I want to compute $ \exp(\bf{A}) $ where $ \bf{A} $ does not have a full set of eigenvectors (defective) so cannot use this. I tried to use the singular value decomposition by letting $ \bf{A} = \bf{U} \bf{\Sigma} \bf{V}^{T} $ and computing $ \exp(\bf{A}) = \bf{U} (\exp \bf{\Sigma}) \bf{V}^{T} $.

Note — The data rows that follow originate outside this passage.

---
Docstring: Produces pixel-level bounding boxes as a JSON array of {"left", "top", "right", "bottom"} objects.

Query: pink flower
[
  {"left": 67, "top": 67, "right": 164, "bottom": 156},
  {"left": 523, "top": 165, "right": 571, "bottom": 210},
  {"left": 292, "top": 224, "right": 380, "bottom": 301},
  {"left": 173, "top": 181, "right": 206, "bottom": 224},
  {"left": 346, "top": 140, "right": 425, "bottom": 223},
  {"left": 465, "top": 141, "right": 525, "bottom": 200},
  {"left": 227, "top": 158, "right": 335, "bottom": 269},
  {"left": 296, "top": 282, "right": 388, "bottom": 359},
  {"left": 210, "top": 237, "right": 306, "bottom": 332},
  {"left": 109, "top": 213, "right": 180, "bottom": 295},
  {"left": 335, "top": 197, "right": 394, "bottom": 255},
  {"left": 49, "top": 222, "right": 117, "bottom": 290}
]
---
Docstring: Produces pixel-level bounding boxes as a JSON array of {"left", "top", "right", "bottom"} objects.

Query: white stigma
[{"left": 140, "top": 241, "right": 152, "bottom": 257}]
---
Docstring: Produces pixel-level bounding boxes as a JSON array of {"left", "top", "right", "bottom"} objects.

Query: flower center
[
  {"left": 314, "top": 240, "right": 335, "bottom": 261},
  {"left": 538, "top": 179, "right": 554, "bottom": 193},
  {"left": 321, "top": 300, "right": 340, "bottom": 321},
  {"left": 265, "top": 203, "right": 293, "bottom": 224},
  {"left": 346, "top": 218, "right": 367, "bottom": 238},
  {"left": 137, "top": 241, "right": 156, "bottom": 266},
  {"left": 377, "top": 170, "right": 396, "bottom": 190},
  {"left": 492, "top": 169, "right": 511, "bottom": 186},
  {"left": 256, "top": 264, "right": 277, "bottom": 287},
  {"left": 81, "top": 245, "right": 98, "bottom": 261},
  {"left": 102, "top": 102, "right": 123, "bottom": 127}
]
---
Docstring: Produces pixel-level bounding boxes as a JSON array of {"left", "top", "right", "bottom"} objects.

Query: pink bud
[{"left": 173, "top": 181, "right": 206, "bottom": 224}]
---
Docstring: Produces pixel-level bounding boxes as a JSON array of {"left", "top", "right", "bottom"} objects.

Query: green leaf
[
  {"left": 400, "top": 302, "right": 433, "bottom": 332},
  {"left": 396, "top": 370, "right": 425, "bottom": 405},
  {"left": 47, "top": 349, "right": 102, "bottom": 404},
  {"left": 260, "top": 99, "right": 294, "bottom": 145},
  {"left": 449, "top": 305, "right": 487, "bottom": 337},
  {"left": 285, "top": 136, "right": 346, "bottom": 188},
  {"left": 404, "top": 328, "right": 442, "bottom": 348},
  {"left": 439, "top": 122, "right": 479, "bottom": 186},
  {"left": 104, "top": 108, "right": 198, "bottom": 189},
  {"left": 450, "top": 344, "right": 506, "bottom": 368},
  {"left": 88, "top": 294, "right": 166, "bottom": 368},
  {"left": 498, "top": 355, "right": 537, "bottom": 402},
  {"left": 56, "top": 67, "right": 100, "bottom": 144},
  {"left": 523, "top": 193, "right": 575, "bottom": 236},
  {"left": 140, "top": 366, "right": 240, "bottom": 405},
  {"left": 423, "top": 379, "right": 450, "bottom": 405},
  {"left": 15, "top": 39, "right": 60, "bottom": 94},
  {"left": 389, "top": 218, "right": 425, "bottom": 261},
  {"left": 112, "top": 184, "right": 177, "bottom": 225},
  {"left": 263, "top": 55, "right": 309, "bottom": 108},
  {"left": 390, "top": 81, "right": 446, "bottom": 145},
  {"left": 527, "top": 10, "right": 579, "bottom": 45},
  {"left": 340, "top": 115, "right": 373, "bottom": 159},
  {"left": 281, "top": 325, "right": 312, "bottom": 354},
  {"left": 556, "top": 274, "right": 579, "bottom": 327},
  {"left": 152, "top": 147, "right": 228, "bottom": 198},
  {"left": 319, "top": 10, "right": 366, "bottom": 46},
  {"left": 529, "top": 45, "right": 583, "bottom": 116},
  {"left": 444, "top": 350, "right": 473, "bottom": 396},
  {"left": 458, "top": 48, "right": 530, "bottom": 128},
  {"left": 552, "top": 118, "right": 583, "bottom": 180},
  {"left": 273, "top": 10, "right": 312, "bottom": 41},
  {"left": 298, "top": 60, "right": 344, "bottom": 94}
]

However, trying out a numerical example: (SVD computation, evaluating exp using SVD computation) $$ \mathbf{A} = \begin{bmatrix}
3 & -1\\
1 & 1
\end{bmatrix} $$ $$ \mathbf{U} = \begin{bmatrix}
-0.973249 & -0.229753\\
-0.229753 & 0.973249
\end{bmatrix}, \ \ \ \ \mathbf{\Sigma } = \begin{bmatrix}
3.23607 & 0 \\
0 & 1.23607
\end{bmatrix}, \ \ \ \ \mathbf{V } = \begin{bmatrix}
0.973249 & 0.229753 \\
0.229753 & 0.973249
\end{bmatrix} $$
$$ \bf{U} (\exp \bf{\Sigma}) \bf{V}^{T} = \begin{bmatrix}
-24.273 & -6.456 \\
-4.917 & 1.9178
\end{bmatrix} $$
but the actual exponential (computation) should be $ \begin{bmatrix}
2e^2 & -e^2 \\
e^2 & 0
\end{bmatrix} = \begin{bmatrix}
14.78 & -7.389 \\
7.389 & 0
\end{bmatrix} $
so something has gone wrong. Is the SVD a valid method of finding a matrix exponential, or have I just made an error somewhere?
Best Answer
Community wiki answer so the question can be marked as answered:
As discussed in the comments, the reason this works for diagonalization is that all the factors $U^{-1}U$ in $(U\Lambda U^{-1})^n$ cancel, and thus the result is just $U\Lambda^n U^{-1}$; this doesn’t work for singular value decomposition because in that case $V^\top U$ doesn’t generally cancel in $(U\Sigma V^\top)^n$.